MR: Yeah, it will work, because the common sense of the American people is powerful, and I think that too many people here in Washington walk around thinking well, we can spin it this way, or we can use our allies in the media to confuse people and make them not believe their own eyes. But the truth is that we’re way past that today. The ability of people to get information from multiple sources in real time, the ability of us to communicate directly to our constituents, to go on programs such as yours and talk about the reality of what we’re facing, is something that wasn’t around not that long ago, and it’s incumbent upon us who feel passionate about this to go out there and make clear to the people what our choices are. And this is not a complicated issue. It’s very, very simple. The United States spends more money than it takes in, and it’s not generating enough revenue for its government to pay down the debt. So we have to figure out how do we stop spending more money than we take in? We need a balanced budget amendment. We need a spending cap. And we need real reductions in spending starting right now. And what do we do to get more revenue in the hands of government so it can pay down its debt and not grow its government? Well, you’re not going to do that through tax increases. You’re going to do that through new taxpayers, that is getting people back to work, getting people hired and working, so these people will pay taxes, and then we can use that revenue to pay down the debt. That’s what we need. And you’re not going to create new taxpayers, you’re not going to create economic growth and jobs in America if you’re running around threatening to raise taxes.

HH: Do you think the President understands the underlying economics, Senator Rubio, and is just demagoguing it? Or is he fundamentally misinformed about how capitalism works?
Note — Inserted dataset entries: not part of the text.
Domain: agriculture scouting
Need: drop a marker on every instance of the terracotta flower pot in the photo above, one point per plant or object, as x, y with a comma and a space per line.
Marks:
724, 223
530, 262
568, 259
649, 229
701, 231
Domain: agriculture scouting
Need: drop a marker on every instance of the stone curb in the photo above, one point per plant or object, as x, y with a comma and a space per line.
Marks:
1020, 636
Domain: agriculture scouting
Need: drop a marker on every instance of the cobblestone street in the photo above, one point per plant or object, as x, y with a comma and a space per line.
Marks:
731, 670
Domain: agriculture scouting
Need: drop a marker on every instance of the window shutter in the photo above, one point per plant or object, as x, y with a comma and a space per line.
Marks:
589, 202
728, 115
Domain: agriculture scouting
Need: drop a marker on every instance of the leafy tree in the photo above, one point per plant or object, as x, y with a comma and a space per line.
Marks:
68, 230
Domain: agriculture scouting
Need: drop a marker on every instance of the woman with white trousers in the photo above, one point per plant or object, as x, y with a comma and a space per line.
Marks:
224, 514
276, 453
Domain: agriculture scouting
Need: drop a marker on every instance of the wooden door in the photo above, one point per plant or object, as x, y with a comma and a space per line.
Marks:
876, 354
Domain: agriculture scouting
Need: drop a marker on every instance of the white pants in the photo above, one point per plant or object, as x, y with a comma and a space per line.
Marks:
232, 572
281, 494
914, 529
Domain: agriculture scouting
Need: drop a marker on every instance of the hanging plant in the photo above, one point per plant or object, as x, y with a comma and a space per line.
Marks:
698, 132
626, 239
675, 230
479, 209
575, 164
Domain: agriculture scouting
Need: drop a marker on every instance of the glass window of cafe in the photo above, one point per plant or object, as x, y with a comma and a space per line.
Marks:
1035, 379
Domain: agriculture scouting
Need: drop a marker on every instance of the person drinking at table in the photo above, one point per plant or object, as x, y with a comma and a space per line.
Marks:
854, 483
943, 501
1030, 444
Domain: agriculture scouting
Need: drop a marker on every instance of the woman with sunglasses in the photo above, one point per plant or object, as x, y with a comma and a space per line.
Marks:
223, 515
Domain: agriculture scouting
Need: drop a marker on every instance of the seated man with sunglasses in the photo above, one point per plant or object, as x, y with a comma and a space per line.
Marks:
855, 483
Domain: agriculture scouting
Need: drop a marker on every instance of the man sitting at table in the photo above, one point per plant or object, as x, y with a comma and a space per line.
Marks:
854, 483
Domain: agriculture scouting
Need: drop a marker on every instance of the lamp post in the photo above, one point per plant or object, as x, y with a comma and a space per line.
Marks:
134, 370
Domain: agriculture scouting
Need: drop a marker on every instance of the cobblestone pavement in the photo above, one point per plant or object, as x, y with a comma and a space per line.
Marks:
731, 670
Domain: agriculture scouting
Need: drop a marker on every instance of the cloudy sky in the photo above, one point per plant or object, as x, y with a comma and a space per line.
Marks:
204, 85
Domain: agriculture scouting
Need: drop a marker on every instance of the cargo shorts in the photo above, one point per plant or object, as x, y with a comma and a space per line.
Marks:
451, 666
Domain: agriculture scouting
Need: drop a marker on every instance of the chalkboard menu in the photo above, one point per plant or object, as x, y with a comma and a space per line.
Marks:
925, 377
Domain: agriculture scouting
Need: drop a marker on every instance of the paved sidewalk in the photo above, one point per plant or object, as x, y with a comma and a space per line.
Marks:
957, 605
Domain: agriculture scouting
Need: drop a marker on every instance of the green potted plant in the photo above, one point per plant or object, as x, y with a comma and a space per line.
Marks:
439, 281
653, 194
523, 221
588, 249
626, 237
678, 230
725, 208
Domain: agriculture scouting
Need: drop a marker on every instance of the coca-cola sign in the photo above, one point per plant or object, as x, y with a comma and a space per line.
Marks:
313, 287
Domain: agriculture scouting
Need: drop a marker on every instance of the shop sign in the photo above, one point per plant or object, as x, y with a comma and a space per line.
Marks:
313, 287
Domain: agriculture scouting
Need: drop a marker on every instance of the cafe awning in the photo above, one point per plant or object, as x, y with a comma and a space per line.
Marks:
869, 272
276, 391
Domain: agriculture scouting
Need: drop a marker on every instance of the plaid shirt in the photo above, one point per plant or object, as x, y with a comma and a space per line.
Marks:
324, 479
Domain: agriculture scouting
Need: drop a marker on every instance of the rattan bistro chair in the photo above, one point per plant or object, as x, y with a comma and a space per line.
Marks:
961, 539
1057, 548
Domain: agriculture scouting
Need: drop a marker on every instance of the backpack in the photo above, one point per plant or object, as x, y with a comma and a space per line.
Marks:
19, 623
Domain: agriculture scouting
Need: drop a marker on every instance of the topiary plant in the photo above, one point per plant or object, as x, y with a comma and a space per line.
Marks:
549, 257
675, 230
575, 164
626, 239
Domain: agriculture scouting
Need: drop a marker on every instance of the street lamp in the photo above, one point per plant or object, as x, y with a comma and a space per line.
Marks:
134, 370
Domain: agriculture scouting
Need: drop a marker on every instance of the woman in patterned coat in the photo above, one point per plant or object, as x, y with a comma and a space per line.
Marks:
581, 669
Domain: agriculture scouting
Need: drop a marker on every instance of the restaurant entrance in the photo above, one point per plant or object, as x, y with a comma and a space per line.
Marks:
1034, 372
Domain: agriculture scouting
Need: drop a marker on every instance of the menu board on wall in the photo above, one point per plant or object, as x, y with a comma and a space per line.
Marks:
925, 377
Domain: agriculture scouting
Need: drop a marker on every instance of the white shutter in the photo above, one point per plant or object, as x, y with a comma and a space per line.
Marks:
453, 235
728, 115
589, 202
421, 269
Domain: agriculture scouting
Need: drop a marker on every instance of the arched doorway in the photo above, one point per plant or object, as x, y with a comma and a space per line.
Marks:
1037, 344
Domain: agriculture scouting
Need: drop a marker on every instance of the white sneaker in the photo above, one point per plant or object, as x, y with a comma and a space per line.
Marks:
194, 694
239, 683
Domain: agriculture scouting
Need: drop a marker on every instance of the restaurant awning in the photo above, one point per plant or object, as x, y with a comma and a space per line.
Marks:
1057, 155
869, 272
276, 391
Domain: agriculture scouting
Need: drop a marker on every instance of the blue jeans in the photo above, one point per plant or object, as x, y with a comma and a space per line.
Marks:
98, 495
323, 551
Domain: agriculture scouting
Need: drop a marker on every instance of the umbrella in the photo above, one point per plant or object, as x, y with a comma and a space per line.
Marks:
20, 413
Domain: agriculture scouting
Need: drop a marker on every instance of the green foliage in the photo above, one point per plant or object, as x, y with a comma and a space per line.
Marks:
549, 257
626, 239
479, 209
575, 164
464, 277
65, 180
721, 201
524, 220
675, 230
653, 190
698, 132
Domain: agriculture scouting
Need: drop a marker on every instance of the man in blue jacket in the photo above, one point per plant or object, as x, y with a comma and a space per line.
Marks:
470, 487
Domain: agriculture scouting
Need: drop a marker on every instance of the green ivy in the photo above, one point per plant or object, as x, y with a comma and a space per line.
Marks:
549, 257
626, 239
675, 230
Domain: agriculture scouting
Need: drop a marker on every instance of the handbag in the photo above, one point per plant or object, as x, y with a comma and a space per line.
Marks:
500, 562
MR: I think there are three things going on here. Number one, I think he’s a prisoner to extremist elements in his own base who not only, they don’t care that the taxes don’t solve any problems. They want their pound of flesh. They want to punish somebody, they want class warfare. That’s what they believe in. And this is their chance to do it, and they’re putting pressure on him to do that. So I think that’s his first problem. His second problem is that I think he’s surrounded by a bunch of people who philosophically do not believe fully in the free enterprise system, and in fact, they’d like to see government play a greater role. And they see this downturn in the economy, and crisis such as this, as an opportunity to exert more government involvement in our economy. And that’s the second problem. And his third problem is a level of incompetence. I think the President, quite frankly, is not up to the job. And if you look at every measure of quality of life in America today, unemployment is higher. The debt is higher. The only thing lower is the value of your home. If you look at every measurable economic thing in America today, they are all worse than they were the day he took over. Two and a half years into his presidency, things continue to get worse, not better, and it’s because the President is incompetent in his job as president. He is not, he doesn’t know what he’s doing.

I think he’s going to be President one day. And I agree with him on Obama’s competence. The man is not qualified in any way, shape or form to run a lemonade stand, much less to be the President of the most powerful country on the planet. I would like to see a Marco Rubio/Allen West ticket in 2020, after the two Michele Bachmann terms are done.